Mais, enfin, le corbillard s’était arrêté, au milieu de l’avenue. Lorsque Sandoz aperçut la fosse prête, à l’angle du carré voisin, en face du cimetière des tout petits, il murmura tendrement :

— Ah ! mon vieux Claude, grand cœur d’enfant, tu seras bien à côté d’eux.

Les croque-morts descendaient le cercueil. Maussade, sous la bise, le prêtre attendait ; et des fossoyeurs étaient là, avec des pelles. Trois voisins avaient lâché en route, les dix n’étaient plus que sept. Le petit cousin, qui tenait son chapeau à la main depuis l’église, malgré le temps affreux, se rapprocha. Tous les autres se découvrirent, et les prières allaient commencer, lorsqu’un coup de sifflet déchirant fit lever les têtes.

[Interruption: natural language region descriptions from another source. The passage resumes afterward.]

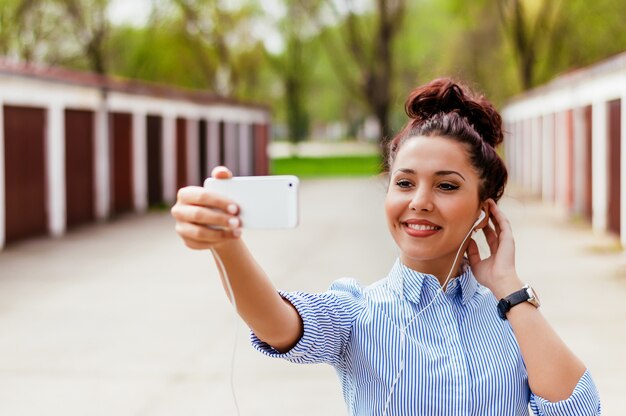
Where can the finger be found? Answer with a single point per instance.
(492, 238)
(221, 172)
(202, 234)
(204, 216)
(196, 195)
(500, 221)
(473, 255)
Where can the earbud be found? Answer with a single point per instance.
(480, 218)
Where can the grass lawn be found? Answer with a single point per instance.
(311, 167)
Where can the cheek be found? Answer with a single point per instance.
(394, 206)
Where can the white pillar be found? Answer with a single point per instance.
(193, 144)
(213, 145)
(535, 137)
(528, 155)
(169, 155)
(140, 161)
(2, 180)
(55, 169)
(623, 169)
(547, 160)
(519, 155)
(580, 157)
(246, 150)
(560, 164)
(102, 161)
(599, 165)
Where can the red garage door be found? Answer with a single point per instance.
(155, 166)
(261, 133)
(121, 163)
(24, 172)
(79, 166)
(181, 153)
(614, 166)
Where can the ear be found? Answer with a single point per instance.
(484, 206)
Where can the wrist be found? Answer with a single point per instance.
(504, 287)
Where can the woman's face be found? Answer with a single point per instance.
(432, 202)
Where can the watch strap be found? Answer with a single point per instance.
(515, 298)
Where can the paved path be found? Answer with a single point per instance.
(120, 319)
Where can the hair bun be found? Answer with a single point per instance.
(444, 96)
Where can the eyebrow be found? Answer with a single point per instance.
(438, 173)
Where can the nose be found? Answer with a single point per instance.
(421, 199)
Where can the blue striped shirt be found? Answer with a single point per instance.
(456, 358)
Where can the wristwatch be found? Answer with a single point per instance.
(526, 294)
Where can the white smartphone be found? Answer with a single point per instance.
(264, 201)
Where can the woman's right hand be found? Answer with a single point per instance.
(205, 219)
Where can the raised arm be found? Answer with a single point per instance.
(206, 220)
(553, 369)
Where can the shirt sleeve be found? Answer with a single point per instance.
(327, 320)
(584, 401)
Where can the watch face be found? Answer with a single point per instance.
(532, 297)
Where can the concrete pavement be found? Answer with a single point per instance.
(121, 319)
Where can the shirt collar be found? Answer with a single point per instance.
(409, 283)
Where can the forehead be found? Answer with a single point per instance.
(432, 154)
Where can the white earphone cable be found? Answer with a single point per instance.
(403, 337)
(231, 295)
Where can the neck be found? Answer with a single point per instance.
(440, 268)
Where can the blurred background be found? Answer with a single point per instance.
(110, 106)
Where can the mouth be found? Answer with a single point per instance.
(420, 228)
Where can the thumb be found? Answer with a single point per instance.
(473, 255)
(221, 172)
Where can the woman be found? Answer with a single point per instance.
(417, 342)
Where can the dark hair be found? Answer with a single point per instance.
(449, 109)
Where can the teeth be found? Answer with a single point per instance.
(420, 227)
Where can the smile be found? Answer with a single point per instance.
(420, 227)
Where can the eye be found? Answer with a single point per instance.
(403, 183)
(446, 186)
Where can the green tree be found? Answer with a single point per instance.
(368, 41)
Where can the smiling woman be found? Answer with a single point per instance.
(416, 342)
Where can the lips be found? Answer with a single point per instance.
(420, 228)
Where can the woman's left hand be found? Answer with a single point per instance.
(496, 272)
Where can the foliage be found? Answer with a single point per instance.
(340, 61)
(310, 167)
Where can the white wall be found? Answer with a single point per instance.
(56, 96)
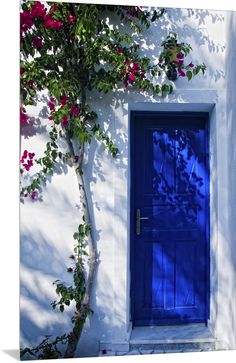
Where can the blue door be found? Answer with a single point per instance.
(169, 218)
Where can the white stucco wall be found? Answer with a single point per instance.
(47, 226)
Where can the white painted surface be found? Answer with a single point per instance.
(47, 226)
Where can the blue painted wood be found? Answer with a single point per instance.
(170, 186)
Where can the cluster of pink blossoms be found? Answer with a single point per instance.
(62, 102)
(180, 64)
(23, 118)
(27, 160)
(28, 17)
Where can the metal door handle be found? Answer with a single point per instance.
(138, 221)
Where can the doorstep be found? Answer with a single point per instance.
(192, 337)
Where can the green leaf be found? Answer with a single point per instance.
(189, 75)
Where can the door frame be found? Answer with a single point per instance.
(206, 115)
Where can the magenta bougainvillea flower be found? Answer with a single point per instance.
(131, 78)
(180, 56)
(37, 42)
(26, 21)
(31, 83)
(119, 50)
(64, 121)
(136, 67)
(31, 155)
(49, 22)
(71, 19)
(181, 73)
(37, 10)
(27, 160)
(34, 195)
(23, 118)
(127, 62)
(25, 154)
(75, 111)
(54, 8)
(64, 100)
(51, 106)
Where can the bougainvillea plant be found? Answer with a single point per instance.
(67, 50)
(173, 59)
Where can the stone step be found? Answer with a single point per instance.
(155, 348)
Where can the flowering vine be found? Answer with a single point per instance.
(69, 49)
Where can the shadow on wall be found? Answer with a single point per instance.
(191, 25)
(231, 153)
(40, 266)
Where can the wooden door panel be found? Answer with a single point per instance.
(169, 255)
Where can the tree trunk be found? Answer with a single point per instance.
(92, 258)
(83, 312)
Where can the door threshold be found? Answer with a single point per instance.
(189, 333)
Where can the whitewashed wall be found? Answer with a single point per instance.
(47, 226)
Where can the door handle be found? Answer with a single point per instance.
(138, 221)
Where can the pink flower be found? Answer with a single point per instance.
(64, 100)
(23, 118)
(71, 19)
(49, 22)
(131, 78)
(54, 8)
(119, 50)
(30, 163)
(26, 21)
(37, 42)
(34, 195)
(51, 106)
(31, 155)
(31, 83)
(125, 83)
(37, 10)
(135, 68)
(180, 56)
(25, 154)
(74, 110)
(127, 62)
(26, 166)
(181, 73)
(64, 121)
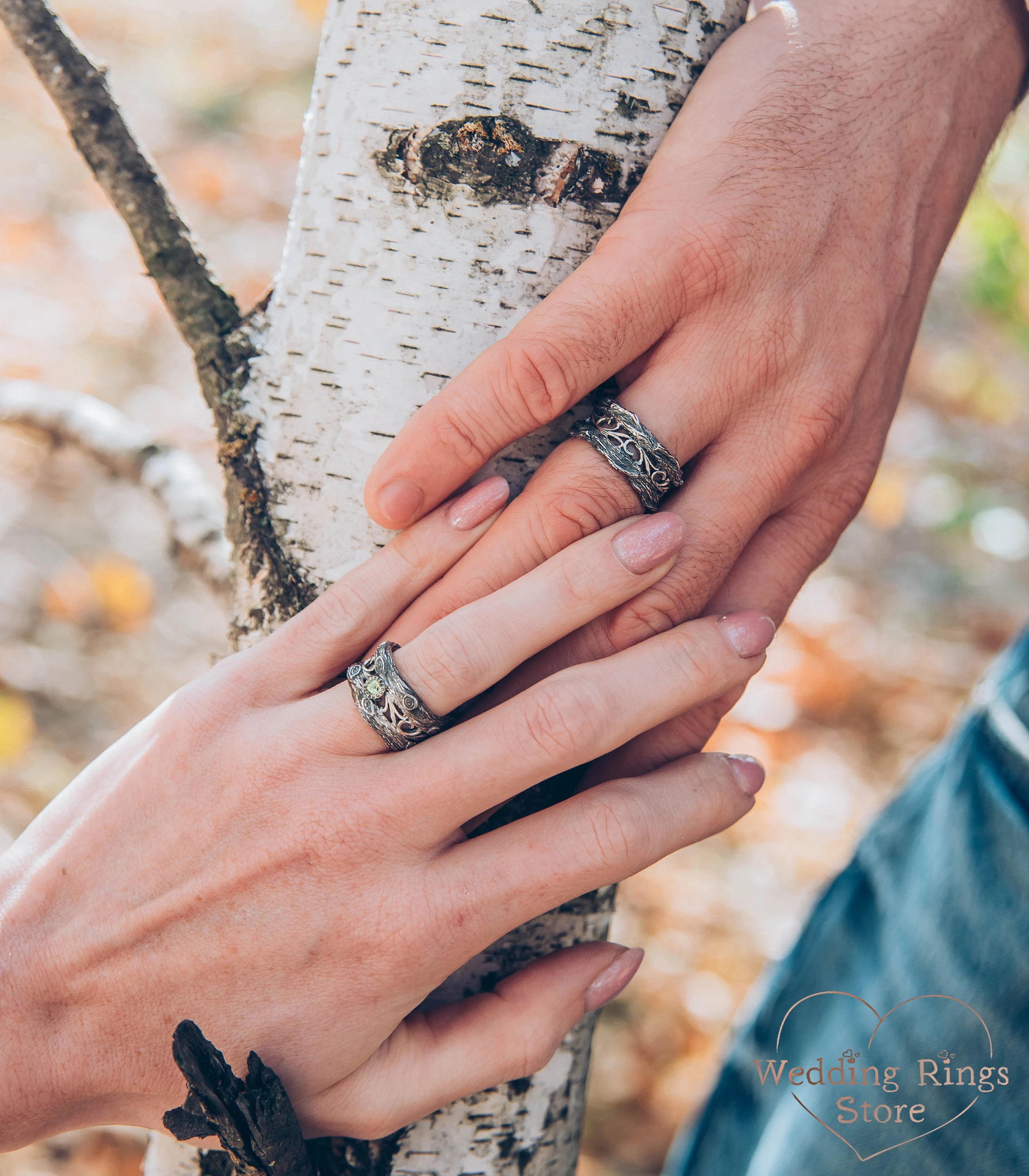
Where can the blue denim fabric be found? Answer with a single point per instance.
(935, 901)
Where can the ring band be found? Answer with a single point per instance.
(387, 704)
(621, 438)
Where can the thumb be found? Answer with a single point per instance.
(436, 1058)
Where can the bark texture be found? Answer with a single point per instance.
(460, 159)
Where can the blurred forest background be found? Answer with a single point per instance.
(98, 624)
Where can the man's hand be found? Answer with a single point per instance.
(757, 301)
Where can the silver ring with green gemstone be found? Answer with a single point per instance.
(387, 704)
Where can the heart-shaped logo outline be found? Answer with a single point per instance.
(925, 996)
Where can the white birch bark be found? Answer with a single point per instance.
(460, 158)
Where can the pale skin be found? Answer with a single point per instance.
(251, 858)
(757, 304)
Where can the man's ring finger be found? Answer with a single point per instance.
(621, 438)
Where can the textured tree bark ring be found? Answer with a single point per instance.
(388, 704)
(631, 448)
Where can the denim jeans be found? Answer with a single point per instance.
(935, 904)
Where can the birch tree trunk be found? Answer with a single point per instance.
(460, 158)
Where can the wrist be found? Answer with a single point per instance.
(44, 1056)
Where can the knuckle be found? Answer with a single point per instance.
(648, 614)
(540, 380)
(821, 425)
(466, 434)
(606, 840)
(559, 720)
(537, 1051)
(338, 612)
(697, 660)
(587, 500)
(451, 659)
(572, 587)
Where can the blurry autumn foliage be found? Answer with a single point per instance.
(98, 624)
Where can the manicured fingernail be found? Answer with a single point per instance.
(475, 506)
(650, 543)
(748, 772)
(400, 503)
(748, 633)
(607, 986)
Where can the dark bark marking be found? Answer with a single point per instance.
(499, 159)
(253, 1118)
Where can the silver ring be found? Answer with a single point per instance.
(387, 704)
(621, 438)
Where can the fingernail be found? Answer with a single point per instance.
(607, 986)
(748, 772)
(650, 543)
(475, 506)
(748, 633)
(400, 503)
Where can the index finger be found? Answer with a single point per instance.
(595, 323)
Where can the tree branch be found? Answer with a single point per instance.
(196, 515)
(203, 311)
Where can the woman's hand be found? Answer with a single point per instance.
(247, 859)
(757, 301)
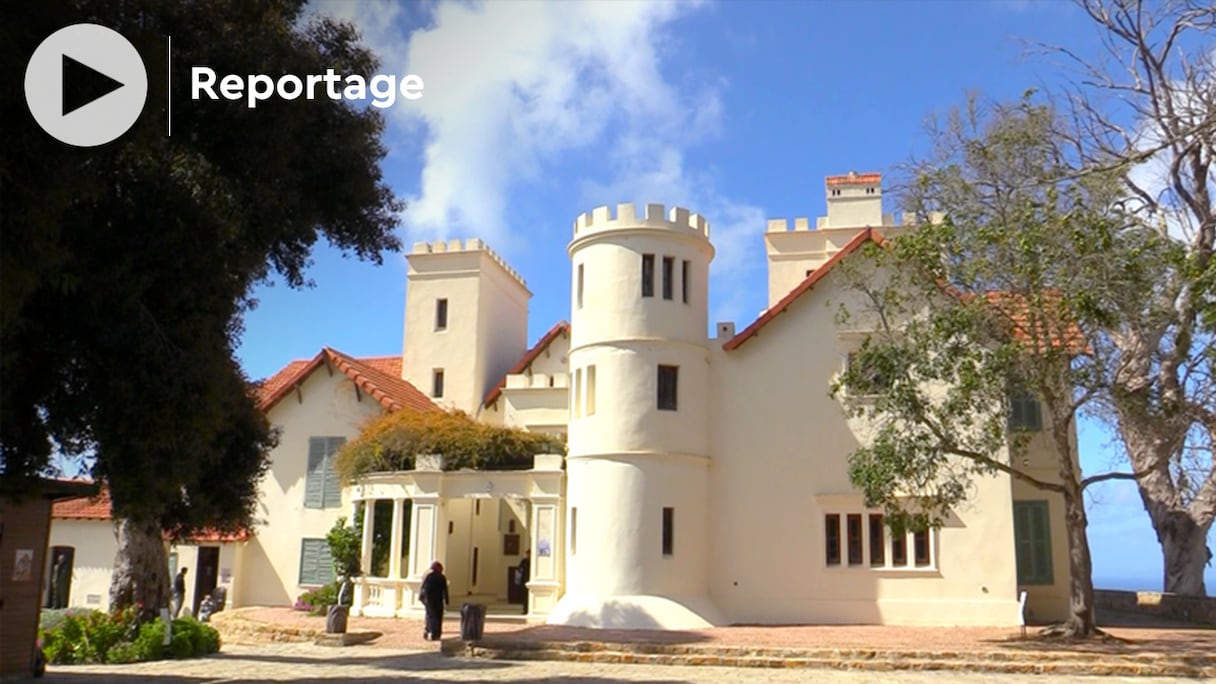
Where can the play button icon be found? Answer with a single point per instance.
(85, 85)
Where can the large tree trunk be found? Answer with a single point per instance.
(1080, 621)
(1183, 538)
(1184, 550)
(141, 567)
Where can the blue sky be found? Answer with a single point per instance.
(535, 112)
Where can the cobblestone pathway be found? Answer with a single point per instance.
(307, 662)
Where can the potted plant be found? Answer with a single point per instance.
(345, 549)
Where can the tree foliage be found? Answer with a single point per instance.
(1146, 111)
(125, 269)
(390, 443)
(988, 297)
(1074, 261)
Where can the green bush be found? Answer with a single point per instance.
(97, 638)
(123, 654)
(150, 644)
(321, 598)
(50, 618)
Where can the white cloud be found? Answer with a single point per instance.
(512, 85)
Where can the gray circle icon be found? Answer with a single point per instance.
(85, 85)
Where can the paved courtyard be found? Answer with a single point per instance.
(310, 663)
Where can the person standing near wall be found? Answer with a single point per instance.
(179, 592)
(524, 573)
(433, 595)
(60, 573)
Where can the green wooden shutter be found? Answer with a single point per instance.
(309, 561)
(316, 564)
(314, 485)
(1032, 539)
(332, 489)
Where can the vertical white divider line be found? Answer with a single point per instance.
(168, 84)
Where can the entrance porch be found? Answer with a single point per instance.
(479, 525)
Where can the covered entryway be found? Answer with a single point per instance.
(480, 525)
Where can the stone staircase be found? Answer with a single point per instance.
(991, 661)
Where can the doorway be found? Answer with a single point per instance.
(207, 573)
(58, 579)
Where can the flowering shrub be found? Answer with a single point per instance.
(93, 637)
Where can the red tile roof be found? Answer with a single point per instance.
(1073, 337)
(83, 508)
(99, 508)
(855, 179)
(562, 328)
(1060, 332)
(750, 331)
(376, 376)
(210, 536)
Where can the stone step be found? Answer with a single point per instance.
(843, 659)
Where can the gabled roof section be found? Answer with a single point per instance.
(83, 508)
(562, 328)
(377, 376)
(99, 508)
(1012, 306)
(867, 235)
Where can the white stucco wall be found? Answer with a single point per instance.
(1047, 603)
(487, 329)
(93, 564)
(780, 455)
(630, 460)
(270, 561)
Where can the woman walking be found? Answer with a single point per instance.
(433, 595)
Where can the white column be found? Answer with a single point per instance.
(547, 544)
(394, 560)
(426, 545)
(397, 590)
(369, 525)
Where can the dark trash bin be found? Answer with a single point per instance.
(472, 622)
(336, 620)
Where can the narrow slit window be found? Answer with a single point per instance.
(574, 531)
(668, 531)
(440, 314)
(899, 550)
(877, 544)
(921, 540)
(580, 287)
(669, 379)
(591, 390)
(855, 551)
(832, 538)
(578, 393)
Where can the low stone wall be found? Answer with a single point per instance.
(1187, 609)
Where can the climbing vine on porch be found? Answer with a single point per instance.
(390, 442)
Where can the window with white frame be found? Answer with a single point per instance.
(861, 538)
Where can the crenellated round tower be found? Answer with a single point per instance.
(637, 465)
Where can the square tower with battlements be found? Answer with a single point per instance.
(466, 321)
(854, 202)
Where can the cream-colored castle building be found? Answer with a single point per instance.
(705, 481)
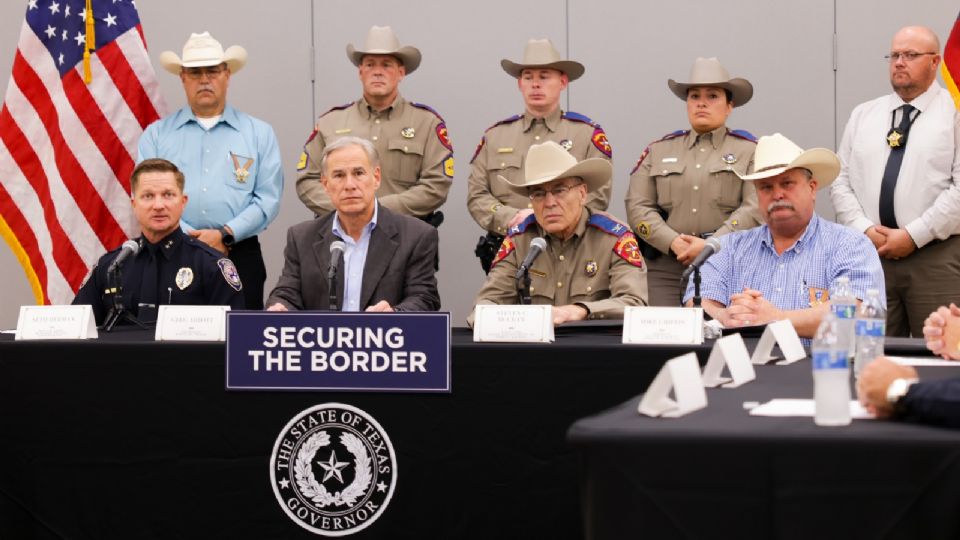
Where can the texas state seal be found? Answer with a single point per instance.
(333, 469)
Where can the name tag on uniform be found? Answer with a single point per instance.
(663, 325)
(56, 322)
(513, 324)
(191, 323)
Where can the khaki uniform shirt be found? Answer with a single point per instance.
(691, 179)
(493, 202)
(416, 156)
(599, 267)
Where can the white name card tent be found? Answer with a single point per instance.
(779, 333)
(56, 322)
(729, 351)
(191, 323)
(663, 325)
(682, 376)
(513, 324)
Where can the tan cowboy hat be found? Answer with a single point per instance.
(382, 40)
(776, 154)
(549, 161)
(540, 53)
(202, 50)
(709, 72)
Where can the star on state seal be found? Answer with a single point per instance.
(333, 469)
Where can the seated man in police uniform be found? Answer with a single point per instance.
(784, 269)
(169, 267)
(592, 267)
(388, 258)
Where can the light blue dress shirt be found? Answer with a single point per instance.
(825, 252)
(354, 259)
(218, 195)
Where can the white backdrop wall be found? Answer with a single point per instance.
(810, 62)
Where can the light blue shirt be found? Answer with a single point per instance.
(218, 194)
(354, 259)
(789, 281)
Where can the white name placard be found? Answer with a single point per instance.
(516, 323)
(56, 322)
(663, 325)
(191, 323)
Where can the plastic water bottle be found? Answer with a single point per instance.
(843, 303)
(871, 325)
(831, 375)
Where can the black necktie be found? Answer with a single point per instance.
(889, 185)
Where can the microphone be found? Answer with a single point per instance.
(537, 246)
(712, 246)
(127, 250)
(336, 253)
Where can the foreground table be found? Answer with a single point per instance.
(127, 438)
(720, 473)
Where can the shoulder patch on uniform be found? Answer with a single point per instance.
(337, 108)
(522, 226)
(230, 274)
(627, 249)
(506, 248)
(608, 224)
(577, 117)
(427, 108)
(742, 134)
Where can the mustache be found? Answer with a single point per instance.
(779, 204)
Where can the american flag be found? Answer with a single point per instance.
(67, 148)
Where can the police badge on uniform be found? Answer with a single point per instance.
(184, 277)
(230, 273)
(333, 469)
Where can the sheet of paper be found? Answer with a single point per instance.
(924, 361)
(803, 407)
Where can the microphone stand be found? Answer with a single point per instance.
(523, 287)
(118, 312)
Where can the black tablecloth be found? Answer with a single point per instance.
(126, 438)
(720, 473)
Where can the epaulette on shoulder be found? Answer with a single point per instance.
(742, 134)
(428, 108)
(522, 226)
(510, 120)
(337, 108)
(577, 117)
(608, 224)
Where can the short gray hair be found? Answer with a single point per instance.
(372, 155)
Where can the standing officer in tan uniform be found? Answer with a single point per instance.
(541, 77)
(411, 138)
(592, 267)
(685, 186)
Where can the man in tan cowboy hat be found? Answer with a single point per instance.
(784, 269)
(411, 138)
(591, 267)
(541, 77)
(898, 183)
(230, 159)
(685, 186)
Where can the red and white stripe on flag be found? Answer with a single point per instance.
(67, 148)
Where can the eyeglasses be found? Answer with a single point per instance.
(197, 73)
(539, 195)
(909, 56)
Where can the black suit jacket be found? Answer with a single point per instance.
(399, 266)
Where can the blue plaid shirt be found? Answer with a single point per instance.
(801, 275)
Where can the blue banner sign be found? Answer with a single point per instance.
(304, 350)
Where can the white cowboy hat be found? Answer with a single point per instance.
(382, 40)
(202, 50)
(549, 161)
(540, 53)
(709, 72)
(776, 154)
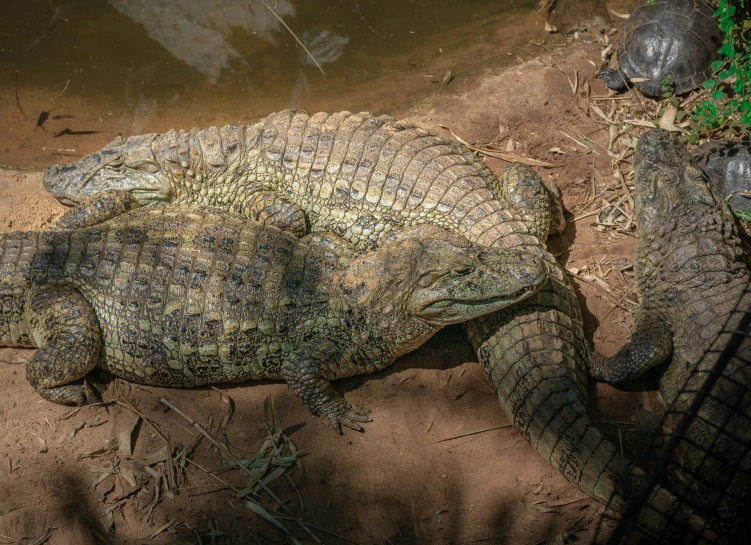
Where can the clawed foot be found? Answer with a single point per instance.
(72, 394)
(338, 412)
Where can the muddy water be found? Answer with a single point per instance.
(126, 66)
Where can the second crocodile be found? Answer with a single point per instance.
(185, 296)
(695, 287)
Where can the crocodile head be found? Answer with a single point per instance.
(666, 181)
(435, 277)
(126, 164)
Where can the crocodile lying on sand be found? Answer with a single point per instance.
(360, 176)
(184, 296)
(693, 282)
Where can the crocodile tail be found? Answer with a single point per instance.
(533, 355)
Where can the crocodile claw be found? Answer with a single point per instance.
(340, 413)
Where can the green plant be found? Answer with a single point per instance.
(728, 107)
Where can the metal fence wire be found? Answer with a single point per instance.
(706, 461)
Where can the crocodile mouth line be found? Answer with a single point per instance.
(517, 296)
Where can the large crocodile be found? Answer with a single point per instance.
(184, 296)
(360, 176)
(693, 282)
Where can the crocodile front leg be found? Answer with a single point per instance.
(272, 208)
(97, 209)
(305, 372)
(66, 330)
(651, 344)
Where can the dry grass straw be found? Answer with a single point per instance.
(141, 484)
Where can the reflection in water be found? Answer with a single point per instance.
(325, 46)
(194, 31)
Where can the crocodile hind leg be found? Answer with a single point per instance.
(66, 330)
(305, 371)
(651, 344)
(272, 208)
(103, 206)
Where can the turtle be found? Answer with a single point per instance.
(727, 164)
(673, 40)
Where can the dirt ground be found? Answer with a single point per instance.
(421, 472)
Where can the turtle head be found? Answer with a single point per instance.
(666, 179)
(125, 164)
(429, 275)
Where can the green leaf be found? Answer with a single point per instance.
(727, 49)
(259, 510)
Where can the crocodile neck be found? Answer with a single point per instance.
(18, 252)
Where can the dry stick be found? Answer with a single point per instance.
(294, 36)
(596, 285)
(223, 448)
(18, 101)
(472, 433)
(130, 407)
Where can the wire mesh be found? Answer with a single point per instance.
(706, 461)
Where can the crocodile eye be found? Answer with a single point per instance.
(429, 278)
(116, 164)
(463, 271)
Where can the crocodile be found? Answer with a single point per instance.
(186, 296)
(693, 282)
(359, 176)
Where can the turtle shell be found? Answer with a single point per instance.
(670, 38)
(727, 164)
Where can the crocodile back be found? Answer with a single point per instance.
(184, 297)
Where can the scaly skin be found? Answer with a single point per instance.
(360, 176)
(693, 283)
(185, 296)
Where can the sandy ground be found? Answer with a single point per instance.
(408, 478)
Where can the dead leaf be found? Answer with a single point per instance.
(111, 445)
(667, 121)
(619, 14)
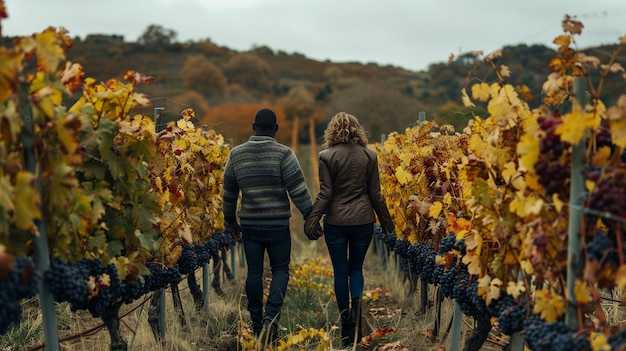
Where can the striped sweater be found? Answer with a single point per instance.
(267, 174)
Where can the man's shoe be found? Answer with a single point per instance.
(269, 335)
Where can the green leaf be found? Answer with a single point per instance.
(481, 192)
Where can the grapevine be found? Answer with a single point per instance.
(500, 251)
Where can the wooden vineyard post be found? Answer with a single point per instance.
(161, 292)
(457, 326)
(574, 263)
(42, 257)
(233, 259)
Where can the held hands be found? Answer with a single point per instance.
(312, 229)
(315, 234)
(235, 231)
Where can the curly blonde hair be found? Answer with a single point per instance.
(344, 128)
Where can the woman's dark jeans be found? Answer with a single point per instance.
(347, 246)
(277, 241)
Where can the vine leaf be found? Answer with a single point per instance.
(515, 289)
(581, 293)
(617, 118)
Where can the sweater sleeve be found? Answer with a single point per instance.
(295, 184)
(230, 195)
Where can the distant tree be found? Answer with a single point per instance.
(195, 100)
(234, 121)
(237, 93)
(249, 71)
(298, 105)
(203, 76)
(380, 107)
(208, 48)
(157, 36)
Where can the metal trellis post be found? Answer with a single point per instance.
(574, 263)
(206, 280)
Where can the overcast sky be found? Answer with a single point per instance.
(407, 33)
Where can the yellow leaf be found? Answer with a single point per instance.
(403, 176)
(447, 199)
(527, 267)
(515, 289)
(481, 92)
(572, 130)
(620, 278)
(599, 342)
(558, 204)
(26, 201)
(483, 286)
(49, 51)
(549, 305)
(617, 122)
(601, 157)
(581, 293)
(466, 100)
(10, 67)
(435, 209)
(523, 205)
(10, 114)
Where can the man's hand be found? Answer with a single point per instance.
(315, 234)
(235, 231)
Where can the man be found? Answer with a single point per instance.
(267, 174)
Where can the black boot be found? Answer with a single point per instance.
(269, 334)
(347, 328)
(355, 319)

C’était, dans ce bout vide encore, à l’extrémité de l’avenue latérale numéro 3, un train qui passait sur le haut talus du chemin de fer de ceinture, dont la voie dominait le cimetière. La pente gazonnée montait, et des lignes géométriques se détachaient en noir sur le gris du ciel, les poteaux télégraphiques reliés par les minces fils, une guérite de surveillant, la plaque d’un signal, la seule tache rouge et vibrante. Quand le train roula, avec son fracas de tonnerre, on distingua nettement, comme sur un transparent d’ombres chinoises, les découpures des wagons, jusqu’aux gens assis dans les trous clairs des fenêtres. Et la ligne redevint nette, un simple trait à l’encre coupant l’horizon ; tandis que, sans relâche, au loin, d’autres coups de sifflet appelaient, se lamentaient, aigus de colère, rauques de souffrance, étranglés de détresse. Puis, une corne d’appel résonna, lugubre.